The paper tackles the problem of improving robustness and generalization in deep image matting by proposing a method that combines multilevel context assembling and strong data augmentation, achieving state-of-the-art results with an 11% improvement on SAD and 27% improvement on Grad on the Composition-1k benchmark.
Deep image matting methods have achieved increasingly better results on benchmarks (e.g., Composition-1k/alphamatting.com). However, the robustness, including robustness to trimaps and generalization to images from different domains, is still under-explored. Although some works propose to either refine the trimaps or adapt the algorithms to real-world images via extra data augmentation, none of them has taken both into consideration, not to mention the significant performance deterioration on benchmarks while using those data augmentation. To fill this gap, we propose an image matting method which achieves higher robustness (RMat) via multilevel context assembling and strong data augmentation targeting matting.
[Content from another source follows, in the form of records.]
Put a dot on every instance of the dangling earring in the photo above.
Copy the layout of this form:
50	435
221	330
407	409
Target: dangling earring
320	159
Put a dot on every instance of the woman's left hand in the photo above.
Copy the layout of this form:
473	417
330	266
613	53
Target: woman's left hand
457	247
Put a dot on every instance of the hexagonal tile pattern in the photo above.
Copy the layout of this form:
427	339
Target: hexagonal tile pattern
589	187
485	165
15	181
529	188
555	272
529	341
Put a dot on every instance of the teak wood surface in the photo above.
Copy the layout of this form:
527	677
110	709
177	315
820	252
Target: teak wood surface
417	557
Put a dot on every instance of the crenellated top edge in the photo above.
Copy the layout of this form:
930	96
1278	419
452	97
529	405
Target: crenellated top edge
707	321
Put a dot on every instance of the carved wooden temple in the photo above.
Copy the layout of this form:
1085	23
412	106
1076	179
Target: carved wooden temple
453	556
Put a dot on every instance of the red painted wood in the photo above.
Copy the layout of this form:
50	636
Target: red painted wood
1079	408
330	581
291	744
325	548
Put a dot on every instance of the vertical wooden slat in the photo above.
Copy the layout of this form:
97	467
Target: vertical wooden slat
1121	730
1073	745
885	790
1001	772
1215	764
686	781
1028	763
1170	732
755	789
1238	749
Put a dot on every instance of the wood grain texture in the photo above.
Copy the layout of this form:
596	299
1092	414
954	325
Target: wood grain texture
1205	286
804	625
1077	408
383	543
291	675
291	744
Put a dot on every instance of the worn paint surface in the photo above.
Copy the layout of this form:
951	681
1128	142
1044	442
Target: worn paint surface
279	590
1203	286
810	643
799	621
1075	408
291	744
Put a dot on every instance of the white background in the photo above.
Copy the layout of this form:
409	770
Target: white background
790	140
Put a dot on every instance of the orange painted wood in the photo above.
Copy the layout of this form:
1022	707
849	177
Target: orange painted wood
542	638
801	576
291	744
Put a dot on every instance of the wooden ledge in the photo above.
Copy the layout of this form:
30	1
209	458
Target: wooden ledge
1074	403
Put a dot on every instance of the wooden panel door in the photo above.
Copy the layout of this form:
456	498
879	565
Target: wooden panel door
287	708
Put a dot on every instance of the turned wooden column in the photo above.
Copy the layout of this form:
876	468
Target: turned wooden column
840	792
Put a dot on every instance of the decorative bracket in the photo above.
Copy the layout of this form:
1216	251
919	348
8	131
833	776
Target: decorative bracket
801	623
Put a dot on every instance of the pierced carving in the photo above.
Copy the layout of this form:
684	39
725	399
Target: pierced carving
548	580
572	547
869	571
Specifically, we first build a strong matting framework by modeling ample global information with transformer blocks in the encoder, and focusing on details in combination with convolution layers as well as a low-level feature assembling attention block in the decoder. Then, based on this strong baseline, we analyze current data augmentation and explore simple but effective strong data augmentation to boost the baseline model and contribute a more generalizable matting method. Compared with previous methods, the proposed method not only achieves state-of-the-art results on the Composition-1k benchmark (11% improvement on SAD and 27% improvement on Grad) with smaller model size, but also shows more robust generalization results on other benchmarks, on real-world images, and also on varying coarse-to-fine trimaps with our extensive experiments.